Guest Column: Genocide finding by court should also apply to the U.S.
Published 9:00 pm Tuesday, February 6, 2024
- Displaced Palestinians build a structure for a temporary shelter in November in Gaza.
After more than 100 days since Israel’s bloody siege of Gaza, we are already seeing fatigue of the never-ending news cycle. However, on Jan. 26 the International Court of Justice came through for the Palestinians. In its findings, the ICJ found plausible that Israel is committing genocide against Palestinians. I think that is a very diplomatic way of putting it: Israel is committing war crimes and genocide against the Palestinians.
Whether Israel has or hasn’t committed genocide is not the point. As a party to the Genocide Convention, it has to show it has done everything to prevent a genocide from happening and stem the public incitement to genocide. Which clearly it has not. The U.S. is also complicit in this point as it has materially provided Israel with weapons, intelligence, political cover, and money. It has basically green-lighted the last 100+ days where more than 26,000 Palestinians have been murdered including over 8,000 children, over 355,000 homes destroyed, all hospitals and most mosques. By October 29, 2023 Israel has dropped more than 6,000 bombs per week on the tiny strip of land — by some accounts the “heaviest conventional campaign in modern history.” These are not targeted strikes to root out Hamas — this is ethnic cleansing and genocide — and the world knows it.
In true Israeli fashion, they condemn the decision as it clearly puts Israel on the dais of countries like Putin’s Russia and China in terms of human rights atrocities and war crimes. What is most appalling (but not surprising) is the official outpouring of support for Israel by the U.S., U.K., France, Germany, etc. On one side of his mouth, Secretary of State Anthony Blinken called the case put forth by South Africa as “meritless”, yet from the other side of his mouth he calls the Palestinian suffering as “gut-wrenching”. This is absolutely absurd coming from what seems to be a seasoned diplomat. I’d ask Blinken: how many more murders would Israel need to commit before it isn’t “meritless” anymore?

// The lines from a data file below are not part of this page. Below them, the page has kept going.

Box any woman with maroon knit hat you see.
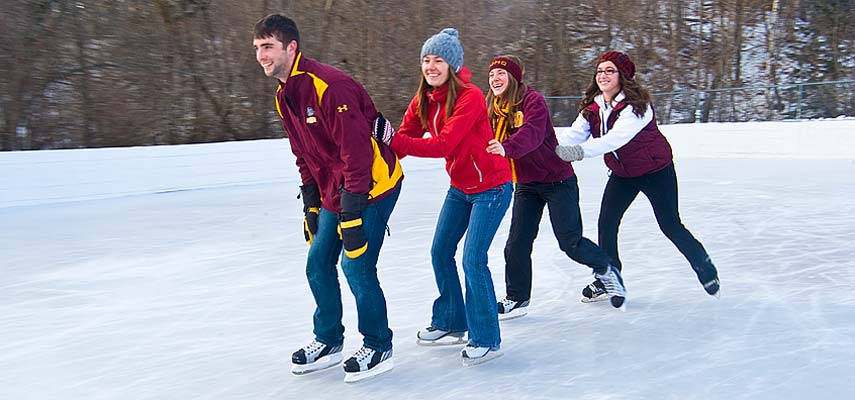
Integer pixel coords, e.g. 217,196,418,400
556,51,719,302
487,55,624,319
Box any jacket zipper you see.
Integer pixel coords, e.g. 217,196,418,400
469,155,484,183
600,105,626,173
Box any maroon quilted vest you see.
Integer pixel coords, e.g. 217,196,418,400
585,101,673,178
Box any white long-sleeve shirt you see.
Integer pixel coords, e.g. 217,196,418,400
555,91,653,158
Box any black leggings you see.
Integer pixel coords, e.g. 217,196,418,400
598,163,718,283
505,176,612,301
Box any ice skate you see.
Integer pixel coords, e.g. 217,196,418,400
582,279,609,303
416,326,466,346
344,346,395,383
594,265,626,311
460,344,502,367
704,278,721,299
496,297,529,321
291,340,342,375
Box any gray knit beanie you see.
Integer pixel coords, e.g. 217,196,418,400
419,28,463,72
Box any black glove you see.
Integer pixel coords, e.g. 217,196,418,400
300,183,321,245
371,113,395,146
338,189,368,258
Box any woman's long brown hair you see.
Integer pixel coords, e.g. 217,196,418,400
579,64,653,117
416,66,466,129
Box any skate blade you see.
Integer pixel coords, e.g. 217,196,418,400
291,353,341,376
499,310,528,321
344,358,395,383
463,351,504,367
581,294,609,303
416,336,468,347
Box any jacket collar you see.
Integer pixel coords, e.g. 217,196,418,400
594,90,626,109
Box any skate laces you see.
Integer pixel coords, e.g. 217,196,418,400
303,340,326,354
594,267,626,297
502,297,517,310
353,346,374,362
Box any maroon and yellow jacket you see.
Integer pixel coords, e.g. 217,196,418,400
276,53,404,212
392,67,511,194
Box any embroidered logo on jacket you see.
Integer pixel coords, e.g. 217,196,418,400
306,107,318,124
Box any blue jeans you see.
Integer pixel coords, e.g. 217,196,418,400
306,188,401,351
431,182,513,348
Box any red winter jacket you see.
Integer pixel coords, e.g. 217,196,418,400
392,67,511,194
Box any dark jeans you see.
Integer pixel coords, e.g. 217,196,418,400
505,176,611,301
306,188,401,351
599,164,718,283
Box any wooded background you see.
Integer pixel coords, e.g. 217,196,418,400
0,0,855,150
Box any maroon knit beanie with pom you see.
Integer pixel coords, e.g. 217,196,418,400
597,51,635,80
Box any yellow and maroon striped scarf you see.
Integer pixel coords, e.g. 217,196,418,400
493,97,517,183
493,97,511,143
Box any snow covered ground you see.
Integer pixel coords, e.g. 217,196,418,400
0,119,855,400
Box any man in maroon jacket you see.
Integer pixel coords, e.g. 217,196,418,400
253,14,403,382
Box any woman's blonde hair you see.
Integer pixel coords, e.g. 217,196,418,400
487,54,528,121
416,65,466,128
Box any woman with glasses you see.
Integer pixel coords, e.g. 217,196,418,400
487,55,624,319
556,51,719,302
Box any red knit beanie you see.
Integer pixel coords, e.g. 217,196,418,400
597,51,635,80
487,57,522,82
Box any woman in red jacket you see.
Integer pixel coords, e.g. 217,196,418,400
556,51,719,301
378,28,513,365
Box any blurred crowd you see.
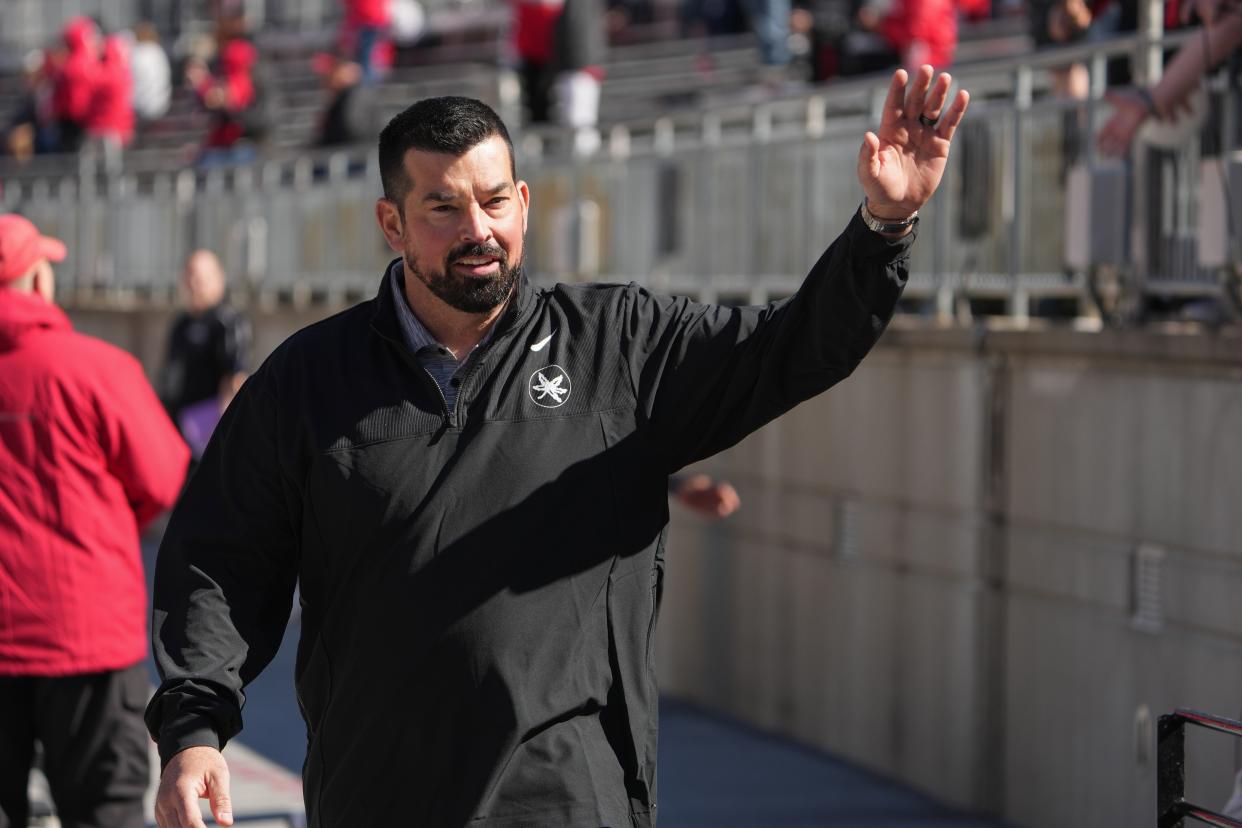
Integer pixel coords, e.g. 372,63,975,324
0,0,1238,164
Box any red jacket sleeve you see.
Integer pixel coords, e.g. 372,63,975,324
97,353,190,528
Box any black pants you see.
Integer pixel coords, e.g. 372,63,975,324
0,663,149,828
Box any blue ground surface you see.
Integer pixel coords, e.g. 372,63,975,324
144,547,1005,828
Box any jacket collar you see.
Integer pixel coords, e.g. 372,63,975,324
0,288,73,350
371,258,535,343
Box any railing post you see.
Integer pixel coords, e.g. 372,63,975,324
1006,66,1033,315
1156,715,1186,828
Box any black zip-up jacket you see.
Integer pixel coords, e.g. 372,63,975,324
147,216,912,828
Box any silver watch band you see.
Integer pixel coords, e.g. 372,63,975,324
858,199,919,233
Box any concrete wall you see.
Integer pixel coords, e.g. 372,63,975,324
72,302,1242,828
660,330,1242,828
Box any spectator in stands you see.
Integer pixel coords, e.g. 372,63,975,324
744,0,792,82
314,55,381,146
160,250,251,459
551,0,607,155
52,17,102,153
342,0,392,83
509,0,564,124
668,474,741,519
185,37,272,164
1098,2,1242,155
858,0,958,72
129,22,173,120
0,215,189,828
86,35,134,169
4,51,60,161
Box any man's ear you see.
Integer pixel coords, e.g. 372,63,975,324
375,199,405,253
34,259,56,304
518,181,530,233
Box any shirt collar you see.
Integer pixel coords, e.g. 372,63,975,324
389,259,449,354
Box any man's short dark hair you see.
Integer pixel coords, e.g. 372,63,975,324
380,96,518,209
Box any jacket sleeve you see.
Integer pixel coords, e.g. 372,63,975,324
625,214,914,474
97,354,190,528
147,370,299,765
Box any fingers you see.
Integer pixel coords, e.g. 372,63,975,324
935,89,970,140
155,747,233,828
858,132,879,178
881,70,909,127
155,785,206,828
903,63,934,119
923,72,953,120
207,767,232,826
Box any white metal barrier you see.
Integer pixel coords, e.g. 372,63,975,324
0,30,1237,317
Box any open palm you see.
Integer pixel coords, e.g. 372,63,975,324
858,66,970,220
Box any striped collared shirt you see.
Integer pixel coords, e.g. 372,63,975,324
390,259,493,411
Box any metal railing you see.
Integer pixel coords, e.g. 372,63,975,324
1156,709,1242,828
0,29,1237,318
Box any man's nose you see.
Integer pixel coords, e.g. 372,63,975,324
461,204,492,243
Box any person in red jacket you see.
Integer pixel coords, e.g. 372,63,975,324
52,17,101,153
0,215,190,828
86,35,134,165
339,0,392,83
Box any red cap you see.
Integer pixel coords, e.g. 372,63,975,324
0,214,67,284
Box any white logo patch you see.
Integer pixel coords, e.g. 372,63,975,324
527,365,573,408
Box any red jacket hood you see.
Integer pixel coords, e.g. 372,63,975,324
0,289,190,675
63,17,98,55
0,288,73,351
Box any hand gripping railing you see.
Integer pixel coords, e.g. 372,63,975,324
1156,709,1242,828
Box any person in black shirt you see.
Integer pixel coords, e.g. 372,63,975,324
159,250,251,458
315,55,383,146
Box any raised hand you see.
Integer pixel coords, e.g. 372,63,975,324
858,66,970,220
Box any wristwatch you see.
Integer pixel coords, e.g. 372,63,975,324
858,199,919,233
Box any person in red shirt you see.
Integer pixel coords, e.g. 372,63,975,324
185,37,260,160
876,0,958,72
52,17,101,153
86,35,134,166
340,0,392,83
0,215,190,828
509,0,565,124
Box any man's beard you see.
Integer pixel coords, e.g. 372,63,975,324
405,245,522,313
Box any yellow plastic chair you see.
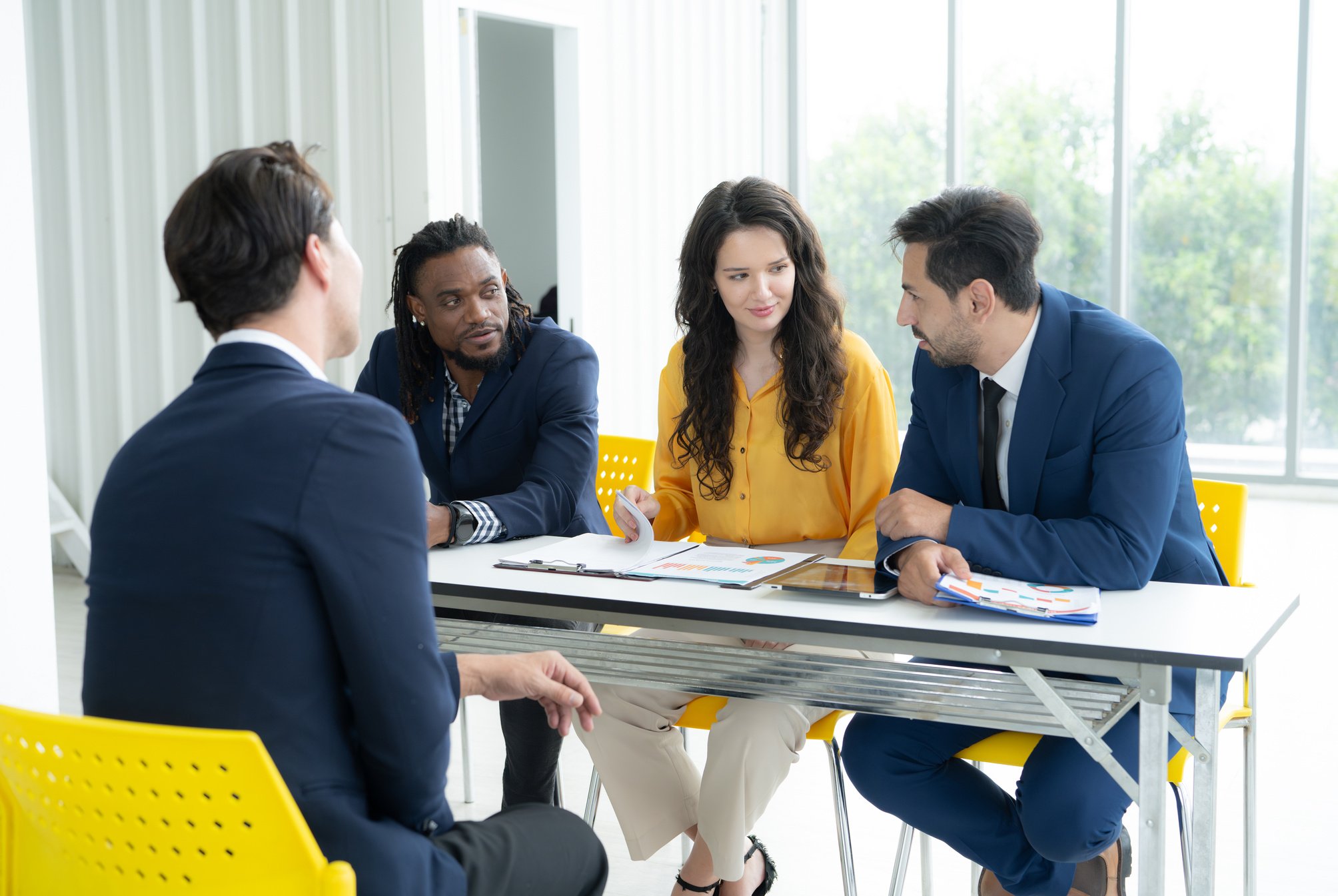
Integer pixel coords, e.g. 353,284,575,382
594,436,656,535
888,479,1257,896
0,706,356,896
584,700,855,896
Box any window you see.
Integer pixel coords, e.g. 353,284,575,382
795,0,1338,482
1127,0,1298,474
961,0,1115,305
1299,3,1338,479
799,0,948,414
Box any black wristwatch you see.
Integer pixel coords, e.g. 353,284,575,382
446,502,479,547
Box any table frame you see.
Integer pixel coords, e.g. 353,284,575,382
430,539,1299,896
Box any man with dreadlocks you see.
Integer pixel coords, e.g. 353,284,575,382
357,214,609,807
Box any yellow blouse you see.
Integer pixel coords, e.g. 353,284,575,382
654,330,900,560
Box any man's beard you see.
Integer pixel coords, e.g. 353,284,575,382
911,318,981,368
442,326,511,373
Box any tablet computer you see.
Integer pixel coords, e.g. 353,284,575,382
767,560,896,600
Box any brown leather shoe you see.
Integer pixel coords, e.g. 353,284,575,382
1069,825,1133,896
976,825,1133,896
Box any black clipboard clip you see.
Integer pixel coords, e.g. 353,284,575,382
524,560,584,572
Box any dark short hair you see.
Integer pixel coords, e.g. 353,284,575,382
163,141,334,337
888,186,1041,312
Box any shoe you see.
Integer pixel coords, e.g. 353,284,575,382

Similarly, Ron Wyden recently stated: “I can’t support a cease fire that would allow Hamas to rearm.” This is not only wrong, but it also goes agains the ruling of the ICJ. While I respect Senator Wyden and his long tenure representing Oregonians , I suggest that he read South Africa’s case and the ruling. If he did, he should see that parties to the Convention should prevent the incitement to genocide in addition to not committing it. This is where the U.S. and countries like Germany, France and the U.K. fail as well. Let’s be clear on the following:
There is no legal or moral justification for the incitement and use of genocide — not even as a retaliation to the Oct 7 attacks. Genocide is not a measure of self-defense. Companies like Elbit Systems and Boeing should be sued. They are providing weapons that are in use. Enjoying the rich amounts of data generated by battle-testing their technologies on live populations. They are just as complicit as Bayer was in the 1940s for the production of Zyklon chemical used in the Holocaust.
Everyone around the world has a responsibility. All of us, especially in America, have a responsibility to act and demand an immediate ceasefire. We should demand that the current bombardment stop and to allow humanitarian assistance to take place. Israel’s need for security does not trump our moral obligation to be humans and to stop the genocide. The urgency is real. The Palestinians will rightfully ask of all of us “Where were you when we needed you most?”